Qui saurait écrire sans son petit correcteur d'orthographe ? Allez dite la vérité ! Qui s'en remet à des progiciels pour balayer ses textes et traquer les répétitions, à des services informatiques payants pour déceler les plagiats ou faire valoir ses copyrights. Les écrivains eux-même ! Mais l'usage de ces outils «  en bon père de famille » est aussi jouissif qu'une nuit à Lisieux. Le plaisir est dans l'interdit, le détournement, le hold-up. Il faut savoir leur titiller le processeur, exciter leur puce, faire la sauterelle en mal d'amour avec leurs bugs. C'est pourquoi, j'aimerais vous présenter la dégoogleasseuse. C'est une machine à remuer les vers. Son usage est conseillé aux poètes en quête de créativité exogène. Son principe est simple. Il est basé sur la capacité approximative de traduction automatique appliqué n fois au même texte pour revenir dans sa langue d'origine. Profitez-en tant que les failles sont ouvertes !

Exemple : Les sanglots longs des violons de l'automne bercent mon cœur d'une langueur monotone.

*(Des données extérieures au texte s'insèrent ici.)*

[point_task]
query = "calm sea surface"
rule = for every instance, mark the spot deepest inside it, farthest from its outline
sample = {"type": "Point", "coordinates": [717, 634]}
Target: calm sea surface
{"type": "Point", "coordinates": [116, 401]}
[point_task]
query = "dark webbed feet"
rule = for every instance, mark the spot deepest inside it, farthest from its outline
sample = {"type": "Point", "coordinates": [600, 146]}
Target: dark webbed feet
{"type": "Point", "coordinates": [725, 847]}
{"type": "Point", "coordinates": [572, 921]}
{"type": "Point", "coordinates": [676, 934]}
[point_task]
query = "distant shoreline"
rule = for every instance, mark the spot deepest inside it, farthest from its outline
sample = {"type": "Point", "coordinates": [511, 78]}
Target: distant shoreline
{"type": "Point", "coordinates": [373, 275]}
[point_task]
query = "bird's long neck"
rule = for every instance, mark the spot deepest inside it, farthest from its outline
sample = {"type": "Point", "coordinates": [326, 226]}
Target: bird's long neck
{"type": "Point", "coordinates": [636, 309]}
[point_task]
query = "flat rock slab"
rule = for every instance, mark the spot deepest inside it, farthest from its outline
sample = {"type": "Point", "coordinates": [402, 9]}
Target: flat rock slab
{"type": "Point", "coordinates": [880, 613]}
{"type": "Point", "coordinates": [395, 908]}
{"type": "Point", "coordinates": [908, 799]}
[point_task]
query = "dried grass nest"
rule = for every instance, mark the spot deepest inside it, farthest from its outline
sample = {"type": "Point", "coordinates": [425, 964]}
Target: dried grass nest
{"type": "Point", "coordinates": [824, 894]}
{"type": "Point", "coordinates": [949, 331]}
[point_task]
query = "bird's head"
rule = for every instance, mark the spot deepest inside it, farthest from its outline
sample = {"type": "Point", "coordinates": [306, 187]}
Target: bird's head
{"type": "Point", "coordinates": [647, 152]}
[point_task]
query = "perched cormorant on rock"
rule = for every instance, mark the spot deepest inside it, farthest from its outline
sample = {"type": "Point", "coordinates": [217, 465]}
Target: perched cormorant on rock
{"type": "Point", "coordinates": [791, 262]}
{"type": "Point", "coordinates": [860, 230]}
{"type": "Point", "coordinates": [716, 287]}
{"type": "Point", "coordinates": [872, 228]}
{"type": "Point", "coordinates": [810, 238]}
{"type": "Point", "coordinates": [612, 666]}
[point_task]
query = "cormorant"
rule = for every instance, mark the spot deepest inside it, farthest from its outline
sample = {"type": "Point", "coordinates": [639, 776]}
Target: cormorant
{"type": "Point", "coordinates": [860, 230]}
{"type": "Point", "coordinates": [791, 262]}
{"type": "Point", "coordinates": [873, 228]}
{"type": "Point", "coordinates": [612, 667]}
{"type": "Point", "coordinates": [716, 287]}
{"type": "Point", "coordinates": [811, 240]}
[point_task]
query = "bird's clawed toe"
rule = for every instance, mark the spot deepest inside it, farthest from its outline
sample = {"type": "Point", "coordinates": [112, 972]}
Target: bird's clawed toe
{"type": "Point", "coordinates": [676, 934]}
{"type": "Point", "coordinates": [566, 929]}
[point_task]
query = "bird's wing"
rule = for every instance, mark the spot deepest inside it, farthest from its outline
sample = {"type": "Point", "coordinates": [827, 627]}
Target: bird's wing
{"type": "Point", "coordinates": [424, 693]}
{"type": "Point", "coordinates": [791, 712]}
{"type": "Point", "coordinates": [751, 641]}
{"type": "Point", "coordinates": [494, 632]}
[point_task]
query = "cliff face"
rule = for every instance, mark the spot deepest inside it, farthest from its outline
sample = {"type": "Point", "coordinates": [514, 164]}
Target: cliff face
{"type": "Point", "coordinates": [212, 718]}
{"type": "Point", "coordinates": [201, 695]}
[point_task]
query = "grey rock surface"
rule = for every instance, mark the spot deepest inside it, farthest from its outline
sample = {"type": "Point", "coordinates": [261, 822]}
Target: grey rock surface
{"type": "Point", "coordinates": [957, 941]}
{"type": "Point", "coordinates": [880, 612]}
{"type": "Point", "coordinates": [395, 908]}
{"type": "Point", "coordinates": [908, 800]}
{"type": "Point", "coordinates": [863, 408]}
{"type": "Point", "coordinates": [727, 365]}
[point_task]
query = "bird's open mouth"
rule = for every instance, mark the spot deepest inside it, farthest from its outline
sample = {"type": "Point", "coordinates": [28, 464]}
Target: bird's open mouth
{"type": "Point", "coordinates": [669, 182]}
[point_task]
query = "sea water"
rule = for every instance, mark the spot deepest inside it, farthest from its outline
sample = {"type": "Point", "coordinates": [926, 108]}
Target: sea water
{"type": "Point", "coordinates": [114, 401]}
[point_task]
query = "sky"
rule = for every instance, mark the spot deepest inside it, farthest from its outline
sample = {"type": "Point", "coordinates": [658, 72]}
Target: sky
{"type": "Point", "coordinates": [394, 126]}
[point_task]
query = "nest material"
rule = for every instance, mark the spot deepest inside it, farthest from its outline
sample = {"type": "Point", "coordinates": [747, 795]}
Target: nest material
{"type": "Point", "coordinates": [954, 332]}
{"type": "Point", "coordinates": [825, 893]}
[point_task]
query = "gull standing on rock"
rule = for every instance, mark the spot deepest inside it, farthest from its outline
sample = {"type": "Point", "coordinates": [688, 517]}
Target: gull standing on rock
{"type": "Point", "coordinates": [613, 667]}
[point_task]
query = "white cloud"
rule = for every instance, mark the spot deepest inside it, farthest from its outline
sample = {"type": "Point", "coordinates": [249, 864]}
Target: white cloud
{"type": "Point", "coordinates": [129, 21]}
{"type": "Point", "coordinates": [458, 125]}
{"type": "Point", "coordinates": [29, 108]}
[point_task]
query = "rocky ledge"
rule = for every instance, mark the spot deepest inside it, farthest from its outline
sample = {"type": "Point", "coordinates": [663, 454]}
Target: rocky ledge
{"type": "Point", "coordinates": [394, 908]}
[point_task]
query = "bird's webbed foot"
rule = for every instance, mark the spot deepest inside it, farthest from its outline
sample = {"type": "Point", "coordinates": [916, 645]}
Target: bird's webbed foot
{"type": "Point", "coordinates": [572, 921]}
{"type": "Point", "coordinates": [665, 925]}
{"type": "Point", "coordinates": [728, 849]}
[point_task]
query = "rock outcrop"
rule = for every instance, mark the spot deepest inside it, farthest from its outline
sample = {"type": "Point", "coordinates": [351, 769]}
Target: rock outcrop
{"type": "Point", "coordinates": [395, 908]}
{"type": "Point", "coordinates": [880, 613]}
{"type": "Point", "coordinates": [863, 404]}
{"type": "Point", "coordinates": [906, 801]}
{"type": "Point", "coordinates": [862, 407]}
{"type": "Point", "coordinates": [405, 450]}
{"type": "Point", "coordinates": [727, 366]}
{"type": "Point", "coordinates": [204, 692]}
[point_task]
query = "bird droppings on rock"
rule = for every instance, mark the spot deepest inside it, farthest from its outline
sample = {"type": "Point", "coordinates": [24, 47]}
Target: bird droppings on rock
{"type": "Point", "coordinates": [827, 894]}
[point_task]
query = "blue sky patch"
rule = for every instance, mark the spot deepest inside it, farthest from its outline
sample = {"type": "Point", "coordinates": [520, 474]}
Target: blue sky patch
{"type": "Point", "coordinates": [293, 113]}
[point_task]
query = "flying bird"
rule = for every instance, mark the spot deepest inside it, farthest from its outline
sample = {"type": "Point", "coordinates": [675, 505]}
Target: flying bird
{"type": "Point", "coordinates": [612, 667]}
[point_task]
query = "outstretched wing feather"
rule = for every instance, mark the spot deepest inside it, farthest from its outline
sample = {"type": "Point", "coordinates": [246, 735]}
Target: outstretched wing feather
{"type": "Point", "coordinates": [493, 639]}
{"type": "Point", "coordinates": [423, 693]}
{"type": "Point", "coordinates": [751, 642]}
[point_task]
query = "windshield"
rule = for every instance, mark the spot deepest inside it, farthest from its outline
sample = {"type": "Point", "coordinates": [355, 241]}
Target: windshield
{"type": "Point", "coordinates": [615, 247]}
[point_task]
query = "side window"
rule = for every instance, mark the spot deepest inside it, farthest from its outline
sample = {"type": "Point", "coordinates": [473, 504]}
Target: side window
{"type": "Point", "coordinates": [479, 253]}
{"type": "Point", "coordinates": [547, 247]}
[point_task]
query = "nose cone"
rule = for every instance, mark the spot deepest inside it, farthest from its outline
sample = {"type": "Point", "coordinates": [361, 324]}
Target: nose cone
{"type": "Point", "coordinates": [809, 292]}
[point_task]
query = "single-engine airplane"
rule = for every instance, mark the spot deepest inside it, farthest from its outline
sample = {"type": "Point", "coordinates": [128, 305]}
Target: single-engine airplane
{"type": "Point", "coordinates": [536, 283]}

Traduit en Allemand :

Die langen Schluchzen der Geigen Herbst wiegen mein Herz 
mit einer monotonen Mattigkeit .

(1)

Repassons ce résultat en Français et nous obtenons :

Les sanglots longs des violons tombent peser 
mon cœur d'une langueur monotone.

 (2)

Les mêmes opérations en Japonais aboutissent à :

バイオリンの長いすすり泣きは単調なだるさと私の心の重さに落ちる

 (3)

Baisse du poids du long sanglot de violon 
est une langueur monotone mon esprit

 (4)

De l'un et de l'autre, de leurs sonorités brutes, de leurs sons de mots, en silence ou à voix haute,  me vient alors à la plume la phrase suivante :

La longue plainte de la dune, sous l'archet de ton corps cambré, mon amour.

Documents :  (1 - 2 - 3 - 4) : https://translate.google.com

André Perchet, d'après Paul Verlaine, Charles Trenet, Larry Page et Sergueï Brin.